Today is the Independence Day for Malaysia and I spent the night at the Museum along with 120 school kids and the museum staff of the Museum Gallery Tuanku Fauziah, MGTF. It was a tiring event for this getting old body but a very lively one to be there at the same time, it brought back memories of having spent over twelve years hanging out with the staff doing my own thing in creativity. I was able to sit and had a good chat with agroup four Indian kids and a Chinese school teacher about Art and mostly about how to face life as a journey of self discovery. Although just bare fifteen years of age except for the Chinese teacher, they were very attentive and I was able to make the connection with them. These are the future generation of Malaysians who will make or break the country further just as the present generation is doing and as such I feel it important to share as much as I can of what i have experienced in my life.
While in the middle of my chat with the group and old friend came by the Museum, he was the former Director of the Museum and a professor at the University, (USM). Hasnol is an enigma in my relationship with others as he can be overly self centered and likes to dominate over others like he is the man with all the answers. He came by also to meet with the wood carving artist whose solo exhibition was on in the gallery. I had qualms about writing about him here as I know he will not come out as the ideal friend to have by a long shot, but it has to made open as he played and still does an important role in my life as far as friendship goes. To me Hasnol is an opportunist who saw the light while he was running the Museum and gallery at USM and he took hold of this opportunity and paved his own way towards self serving and self aggrandizement at the expense of others regardless of who the are.

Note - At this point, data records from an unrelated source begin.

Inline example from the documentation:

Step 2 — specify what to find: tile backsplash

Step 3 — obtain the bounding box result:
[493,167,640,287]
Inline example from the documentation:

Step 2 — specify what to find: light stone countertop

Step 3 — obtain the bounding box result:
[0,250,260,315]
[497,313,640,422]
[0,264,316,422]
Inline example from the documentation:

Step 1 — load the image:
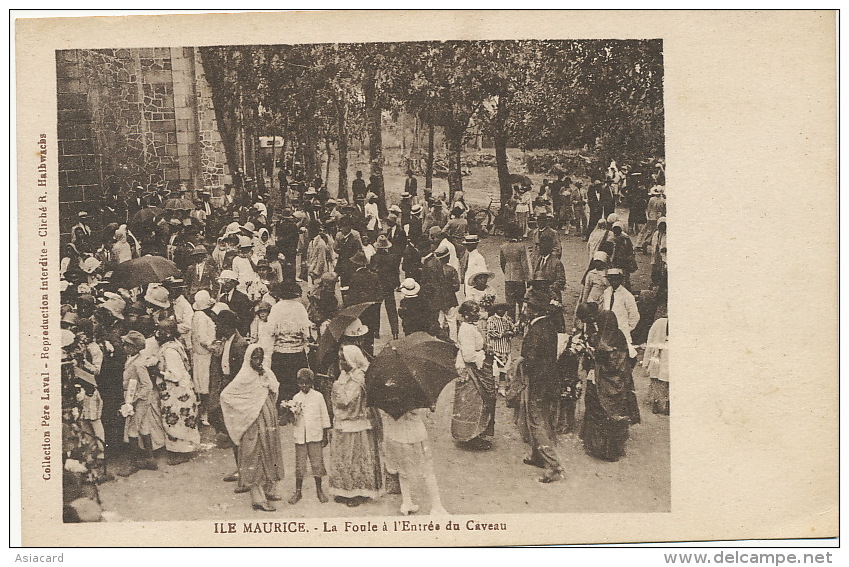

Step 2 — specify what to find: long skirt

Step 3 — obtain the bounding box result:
[516,388,563,471]
[451,364,496,442]
[581,382,628,461]
[271,351,309,402]
[124,398,165,451]
[239,394,283,488]
[328,429,383,498]
[649,378,669,415]
[192,352,212,394]
[159,380,200,453]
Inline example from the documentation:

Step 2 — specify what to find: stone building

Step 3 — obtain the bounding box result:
[56,47,230,236]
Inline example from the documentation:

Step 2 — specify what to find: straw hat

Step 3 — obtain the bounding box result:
[399,278,422,297]
[144,285,171,307]
[192,289,215,311]
[342,319,368,337]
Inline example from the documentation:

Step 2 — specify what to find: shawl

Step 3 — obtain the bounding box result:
[221,344,279,445]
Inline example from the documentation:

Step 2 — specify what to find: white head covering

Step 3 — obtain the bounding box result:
[220,343,279,445]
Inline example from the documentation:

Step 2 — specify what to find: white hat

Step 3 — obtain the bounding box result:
[218,270,239,281]
[400,278,422,297]
[342,319,368,337]
[83,256,100,274]
[192,289,215,311]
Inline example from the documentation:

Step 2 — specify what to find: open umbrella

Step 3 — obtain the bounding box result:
[366,332,457,419]
[130,207,162,226]
[163,197,195,211]
[111,255,181,289]
[317,301,377,368]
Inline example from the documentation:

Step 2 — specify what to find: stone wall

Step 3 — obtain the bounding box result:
[56,47,229,239]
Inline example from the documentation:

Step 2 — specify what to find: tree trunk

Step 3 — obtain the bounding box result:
[445,126,465,202]
[324,138,331,187]
[425,123,436,189]
[336,95,350,202]
[363,75,387,217]
[493,96,513,207]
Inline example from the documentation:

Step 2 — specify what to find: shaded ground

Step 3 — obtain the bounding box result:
[100,199,670,521]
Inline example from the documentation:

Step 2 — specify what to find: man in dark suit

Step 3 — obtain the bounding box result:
[521,289,563,483]
[218,270,254,336]
[186,244,218,297]
[345,250,383,356]
[209,309,248,482]
[531,235,566,303]
[421,247,460,341]
[584,179,615,240]
[386,213,407,253]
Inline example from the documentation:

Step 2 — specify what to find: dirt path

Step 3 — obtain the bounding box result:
[100,211,670,521]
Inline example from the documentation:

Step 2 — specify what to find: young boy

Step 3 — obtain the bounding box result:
[484,303,515,396]
[289,368,330,504]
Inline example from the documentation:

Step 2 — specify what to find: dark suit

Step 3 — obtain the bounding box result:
[522,316,563,471]
[386,224,407,254]
[218,289,254,335]
[185,256,218,298]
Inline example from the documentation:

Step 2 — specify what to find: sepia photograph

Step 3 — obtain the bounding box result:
[56,39,670,522]
[16,10,839,552]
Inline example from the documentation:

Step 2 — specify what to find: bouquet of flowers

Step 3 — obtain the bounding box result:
[279,400,304,425]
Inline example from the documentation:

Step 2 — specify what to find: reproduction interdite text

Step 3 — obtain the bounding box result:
[36,134,53,480]
[212,519,507,534]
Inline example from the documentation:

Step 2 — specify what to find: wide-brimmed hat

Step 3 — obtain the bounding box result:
[83,256,101,274]
[192,289,215,311]
[280,280,303,300]
[374,234,392,248]
[468,270,495,282]
[162,276,186,289]
[398,278,422,297]
[60,329,77,348]
[101,297,127,319]
[144,285,171,307]
[349,251,368,266]
[121,331,146,350]
[189,244,209,256]
[218,270,239,282]
[342,319,368,337]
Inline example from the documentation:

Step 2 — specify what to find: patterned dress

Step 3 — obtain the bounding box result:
[158,340,200,453]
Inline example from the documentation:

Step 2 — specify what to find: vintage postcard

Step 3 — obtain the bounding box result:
[13,10,838,547]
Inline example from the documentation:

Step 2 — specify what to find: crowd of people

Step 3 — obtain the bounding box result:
[60,161,669,521]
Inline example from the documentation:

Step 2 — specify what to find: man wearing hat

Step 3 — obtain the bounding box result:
[398,278,437,335]
[71,211,91,246]
[345,251,384,355]
[521,288,563,483]
[371,235,401,339]
[531,235,566,302]
[386,213,407,256]
[599,268,640,358]
[636,187,666,254]
[162,276,195,356]
[530,213,563,258]
[463,234,489,293]
[421,247,460,341]
[218,270,253,337]
[185,244,218,297]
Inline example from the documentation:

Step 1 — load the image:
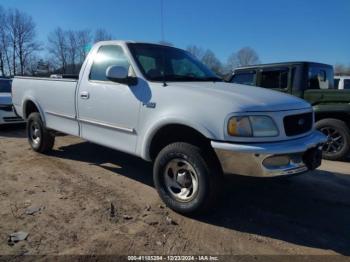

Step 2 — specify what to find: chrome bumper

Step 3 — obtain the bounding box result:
[211,131,326,177]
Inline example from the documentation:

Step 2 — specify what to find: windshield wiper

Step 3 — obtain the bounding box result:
[152,75,222,82]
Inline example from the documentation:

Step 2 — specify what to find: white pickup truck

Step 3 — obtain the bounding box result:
[13,41,325,213]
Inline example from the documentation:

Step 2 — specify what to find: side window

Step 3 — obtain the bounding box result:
[334,79,340,89]
[260,68,289,89]
[344,79,350,89]
[309,65,334,89]
[231,71,256,86]
[90,45,130,81]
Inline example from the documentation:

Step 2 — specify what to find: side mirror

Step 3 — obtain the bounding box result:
[106,66,129,83]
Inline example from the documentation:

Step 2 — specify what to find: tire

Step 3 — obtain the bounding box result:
[153,143,222,214]
[316,118,350,160]
[27,113,55,153]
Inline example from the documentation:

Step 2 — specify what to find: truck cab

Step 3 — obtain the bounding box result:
[229,62,350,160]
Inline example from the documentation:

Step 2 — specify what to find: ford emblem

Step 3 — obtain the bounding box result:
[298,118,305,126]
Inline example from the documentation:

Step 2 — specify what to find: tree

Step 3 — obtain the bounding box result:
[226,47,260,71]
[76,30,92,64]
[14,9,40,75]
[94,28,112,43]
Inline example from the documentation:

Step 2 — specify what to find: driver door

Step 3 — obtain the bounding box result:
[77,45,141,153]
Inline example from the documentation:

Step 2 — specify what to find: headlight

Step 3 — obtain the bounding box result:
[227,116,278,137]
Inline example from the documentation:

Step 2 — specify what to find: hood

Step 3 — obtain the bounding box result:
[0,93,12,105]
[169,82,311,112]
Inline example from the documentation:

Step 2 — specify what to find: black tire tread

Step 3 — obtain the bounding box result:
[27,112,55,153]
[316,118,350,160]
[154,142,222,214]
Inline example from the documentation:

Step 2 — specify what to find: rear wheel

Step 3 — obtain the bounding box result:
[316,118,350,160]
[27,112,55,153]
[153,143,222,214]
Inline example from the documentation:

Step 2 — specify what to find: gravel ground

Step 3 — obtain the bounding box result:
[0,126,350,255]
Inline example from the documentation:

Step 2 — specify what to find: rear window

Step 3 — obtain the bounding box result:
[344,79,350,89]
[0,80,12,93]
[231,71,256,86]
[260,67,289,89]
[308,65,334,89]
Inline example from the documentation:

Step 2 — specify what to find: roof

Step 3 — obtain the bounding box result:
[234,61,331,70]
[334,76,350,79]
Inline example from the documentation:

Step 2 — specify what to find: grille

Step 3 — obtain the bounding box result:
[283,113,313,136]
[0,105,12,112]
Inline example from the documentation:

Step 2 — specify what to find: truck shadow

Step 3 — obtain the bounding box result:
[0,123,26,138]
[52,142,350,255]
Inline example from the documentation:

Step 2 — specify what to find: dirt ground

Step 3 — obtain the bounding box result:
[0,126,350,255]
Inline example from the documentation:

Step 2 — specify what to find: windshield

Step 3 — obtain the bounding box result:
[0,80,12,93]
[128,43,222,82]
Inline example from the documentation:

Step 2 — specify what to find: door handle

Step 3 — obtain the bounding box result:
[80,91,90,99]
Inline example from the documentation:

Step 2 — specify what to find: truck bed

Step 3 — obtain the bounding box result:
[12,77,79,135]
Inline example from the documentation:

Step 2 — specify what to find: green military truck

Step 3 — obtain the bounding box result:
[229,62,350,160]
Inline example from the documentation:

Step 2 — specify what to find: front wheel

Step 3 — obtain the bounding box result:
[27,113,55,153]
[316,118,350,160]
[153,143,221,214]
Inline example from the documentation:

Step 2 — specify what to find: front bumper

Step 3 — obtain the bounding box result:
[0,109,25,125]
[211,131,326,177]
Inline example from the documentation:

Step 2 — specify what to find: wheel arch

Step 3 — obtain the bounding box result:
[141,118,215,161]
[22,97,45,123]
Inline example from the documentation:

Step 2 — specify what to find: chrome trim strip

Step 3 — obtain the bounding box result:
[78,118,136,134]
[45,111,76,120]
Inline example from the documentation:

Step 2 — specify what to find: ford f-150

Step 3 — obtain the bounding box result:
[13,41,325,213]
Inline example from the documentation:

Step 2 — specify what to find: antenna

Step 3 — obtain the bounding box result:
[160,0,164,42]
[160,0,167,86]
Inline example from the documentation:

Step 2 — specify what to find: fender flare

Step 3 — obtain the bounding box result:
[22,96,46,124]
[141,117,215,161]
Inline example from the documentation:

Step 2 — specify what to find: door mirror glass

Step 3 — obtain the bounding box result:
[106,65,128,82]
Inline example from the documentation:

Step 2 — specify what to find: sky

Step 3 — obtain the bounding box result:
[0,0,350,65]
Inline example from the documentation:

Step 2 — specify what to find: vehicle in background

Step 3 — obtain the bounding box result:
[334,76,350,90]
[229,62,350,160]
[13,41,326,213]
[0,78,24,125]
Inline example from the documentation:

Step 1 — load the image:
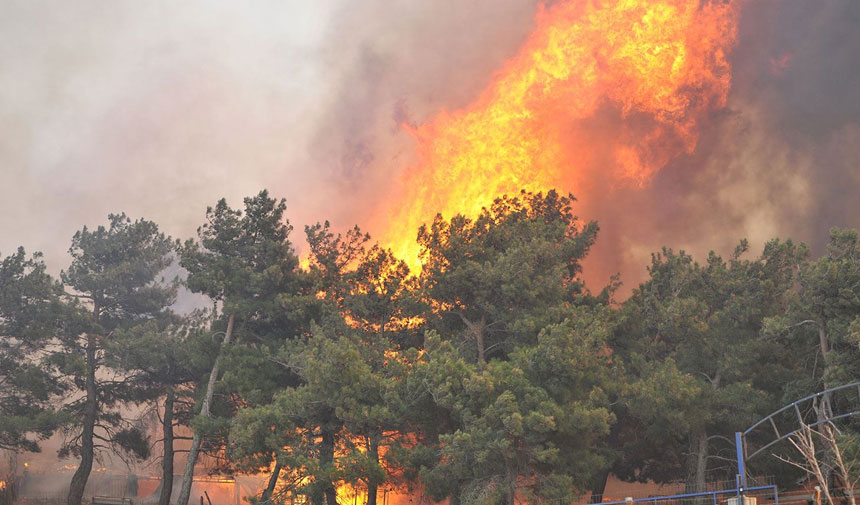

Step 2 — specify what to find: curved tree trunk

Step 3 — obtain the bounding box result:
[589,467,610,503]
[158,388,176,505]
[260,456,281,503]
[176,314,236,505]
[320,428,337,505]
[367,431,382,505]
[685,428,708,496]
[66,334,98,505]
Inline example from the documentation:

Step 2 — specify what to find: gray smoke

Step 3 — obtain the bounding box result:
[582,0,860,291]
[0,0,534,272]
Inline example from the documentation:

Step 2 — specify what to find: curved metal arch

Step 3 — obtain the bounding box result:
[742,382,860,461]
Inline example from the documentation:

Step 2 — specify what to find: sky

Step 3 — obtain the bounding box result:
[0,0,860,294]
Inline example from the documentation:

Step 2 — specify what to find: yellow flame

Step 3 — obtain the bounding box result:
[374,0,737,271]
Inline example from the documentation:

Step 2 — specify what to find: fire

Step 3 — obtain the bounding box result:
[374,0,738,270]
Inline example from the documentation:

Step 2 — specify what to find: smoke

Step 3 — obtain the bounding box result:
[581,0,860,292]
[0,0,534,272]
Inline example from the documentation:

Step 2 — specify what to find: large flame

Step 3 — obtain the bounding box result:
[373,0,737,269]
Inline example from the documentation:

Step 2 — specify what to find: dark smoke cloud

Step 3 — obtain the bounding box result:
[582,0,860,291]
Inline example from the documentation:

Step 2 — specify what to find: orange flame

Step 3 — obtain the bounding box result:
[374,0,738,269]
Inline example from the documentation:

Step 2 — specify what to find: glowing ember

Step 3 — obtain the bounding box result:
[374,0,737,268]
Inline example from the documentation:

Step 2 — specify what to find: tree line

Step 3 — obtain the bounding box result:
[0,191,860,505]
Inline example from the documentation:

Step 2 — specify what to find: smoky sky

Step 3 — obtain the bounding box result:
[0,0,534,272]
[0,0,860,296]
[581,0,860,291]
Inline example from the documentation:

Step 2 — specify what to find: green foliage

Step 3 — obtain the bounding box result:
[0,248,63,451]
[418,191,598,361]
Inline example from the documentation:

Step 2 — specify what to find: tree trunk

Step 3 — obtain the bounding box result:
[320,428,337,505]
[158,388,176,505]
[66,334,98,505]
[260,456,281,504]
[459,314,487,366]
[176,314,236,505]
[815,316,833,485]
[367,431,382,505]
[589,467,610,503]
[685,428,708,493]
[505,461,517,505]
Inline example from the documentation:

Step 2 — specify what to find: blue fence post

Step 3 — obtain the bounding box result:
[735,431,747,488]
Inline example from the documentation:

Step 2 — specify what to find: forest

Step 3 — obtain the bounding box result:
[0,191,860,505]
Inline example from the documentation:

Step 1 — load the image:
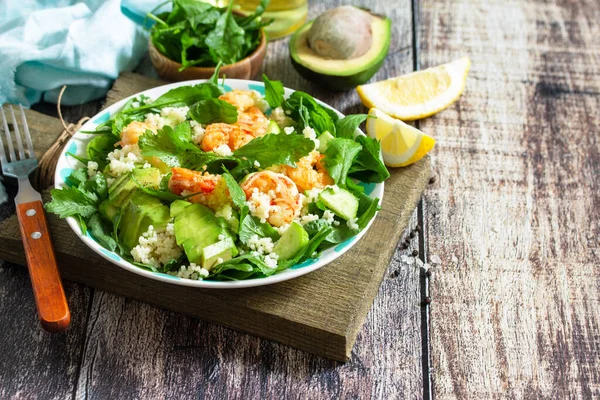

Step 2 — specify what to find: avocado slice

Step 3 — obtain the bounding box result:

He likes to take charge and run th show in any and every conversation that i was with him and he will blatantly try to shut me down from offering any view when in a group. Last evening proved to be exactly as i had expected, but i slammed him aside every time he tried to drown me and proceeded with a louder voice and intensity to let myself b heard while addressing the Artists present. To avoid going into too much details, suffice to say that to me Hasnol is another typical Malay intellectual who is a little more advanced in his ways because he has been able to adapt to the Western ways better than most. He is 'slick' as they say in the west; a smooth operator with a self serving streak, sad to say who uses others for his purposes. I like him for his intelligence and diligence when it comes to doing his work.
Again the details of our daily life as we expose ourselves to others and allow them to expose themselves to us, these are episodes and moments that one has to sit through in order to better look at ourselves, people we encounter with are our mirrors, they reflect who we are and with my friend perhaps I am looking at myself. Anyway on this Day of Independence I feel that after 61 years of living as an independent nation the country is still is the grips of colonialism, an economic one that is holding us in s bind despite having the potential to become a very rich and developed nation. Personally i feel i am still struggling with my own personal independence from my dual thinking mind, a mind that is so preconditioned from the beginning that it has belief in itself and struggling to sabotage its own integrity and confidence. My battle for freedom is within me ans it is an ongoing battle that will never end, or so it seems.